The issues described in this post occurred with a Samsung Galaxy Note 3 with the Samsung-supplied Android build, and the Samsung-supplied lock screen. I’ve had similar (but different, in general slightly less severe) issues with Cyanogenmod in the past. I’m not sure what the current state of stock Android is — but the fact that this works differently across different Androids is part of the problem.
As a related aside, Google’s Google Now powered vision for smart watches, where the watch automatically shows contextual information like the show times for the cinema you’re standing next to, or the bus schedule for the bus station you’re currently at, or location-based reminders, or the gate number for your next flight, seems much more compelling and focused than Apple’s «everything but the kitchen sink zoomable app page with dozens of apps» approach. If you hadn’t know that these would be what the two companies would do, wouldn’t you have guessed that Google would throw in every feature they could think of without explaining why you’d want any of it, while Apple would offer a focused product with a clear, compelling story?
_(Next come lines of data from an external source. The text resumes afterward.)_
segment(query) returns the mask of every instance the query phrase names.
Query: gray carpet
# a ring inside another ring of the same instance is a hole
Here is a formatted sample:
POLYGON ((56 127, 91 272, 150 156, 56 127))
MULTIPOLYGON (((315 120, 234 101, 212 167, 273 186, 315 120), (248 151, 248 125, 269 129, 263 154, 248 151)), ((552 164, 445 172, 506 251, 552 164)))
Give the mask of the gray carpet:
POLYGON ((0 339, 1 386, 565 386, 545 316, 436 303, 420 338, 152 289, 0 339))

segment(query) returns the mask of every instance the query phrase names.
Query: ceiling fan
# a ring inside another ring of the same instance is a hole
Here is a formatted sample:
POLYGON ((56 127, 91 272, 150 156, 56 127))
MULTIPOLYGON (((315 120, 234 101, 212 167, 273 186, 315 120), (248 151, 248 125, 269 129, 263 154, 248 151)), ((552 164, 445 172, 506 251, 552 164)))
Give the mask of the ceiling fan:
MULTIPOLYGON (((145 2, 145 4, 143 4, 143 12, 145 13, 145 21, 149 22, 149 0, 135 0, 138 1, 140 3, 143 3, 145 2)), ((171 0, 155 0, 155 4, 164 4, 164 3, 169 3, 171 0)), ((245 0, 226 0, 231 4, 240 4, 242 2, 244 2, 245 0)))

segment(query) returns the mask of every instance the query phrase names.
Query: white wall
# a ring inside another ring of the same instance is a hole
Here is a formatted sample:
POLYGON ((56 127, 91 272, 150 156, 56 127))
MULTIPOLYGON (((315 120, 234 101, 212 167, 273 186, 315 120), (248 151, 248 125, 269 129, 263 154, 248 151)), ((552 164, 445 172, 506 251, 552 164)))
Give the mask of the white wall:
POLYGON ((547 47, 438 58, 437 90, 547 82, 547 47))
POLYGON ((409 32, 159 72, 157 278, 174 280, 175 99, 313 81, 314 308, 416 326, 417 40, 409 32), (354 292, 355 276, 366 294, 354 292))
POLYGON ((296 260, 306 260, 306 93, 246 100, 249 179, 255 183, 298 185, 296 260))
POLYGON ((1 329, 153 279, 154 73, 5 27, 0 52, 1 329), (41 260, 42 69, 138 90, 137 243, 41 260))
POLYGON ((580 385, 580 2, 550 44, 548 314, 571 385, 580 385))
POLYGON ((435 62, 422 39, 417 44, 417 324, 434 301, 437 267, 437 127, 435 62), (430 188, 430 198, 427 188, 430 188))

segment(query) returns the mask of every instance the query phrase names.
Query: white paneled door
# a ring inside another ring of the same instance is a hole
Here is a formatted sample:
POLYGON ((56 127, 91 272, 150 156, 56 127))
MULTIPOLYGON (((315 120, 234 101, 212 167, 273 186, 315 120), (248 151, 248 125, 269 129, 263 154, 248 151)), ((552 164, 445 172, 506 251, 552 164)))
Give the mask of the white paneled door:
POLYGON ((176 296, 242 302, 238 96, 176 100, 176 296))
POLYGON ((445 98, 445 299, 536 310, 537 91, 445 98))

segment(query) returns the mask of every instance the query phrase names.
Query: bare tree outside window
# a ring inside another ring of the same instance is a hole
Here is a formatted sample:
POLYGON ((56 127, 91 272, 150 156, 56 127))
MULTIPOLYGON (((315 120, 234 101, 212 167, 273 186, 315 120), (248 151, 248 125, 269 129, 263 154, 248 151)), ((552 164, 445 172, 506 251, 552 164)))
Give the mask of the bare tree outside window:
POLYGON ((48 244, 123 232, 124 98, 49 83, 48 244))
And while it’s easy to make fun of Moto 360’s «flat tire», what Apple has to offer — a thick square that lacks battery power despite of it sheer size — doesn’t really seem any better, particularly if it’s hanging from somebody’s wrist, rather than positioned perfectly a pristinely designed keynote slide.
This is not to say that the Apple Watch won’t sell well; just that it seems more compelling as a status symbol or a fashion item, rather than as a truly useful device that can stand on its own, based just on its utility. And I think Apple knows this, as evidenced by the way they market their watch.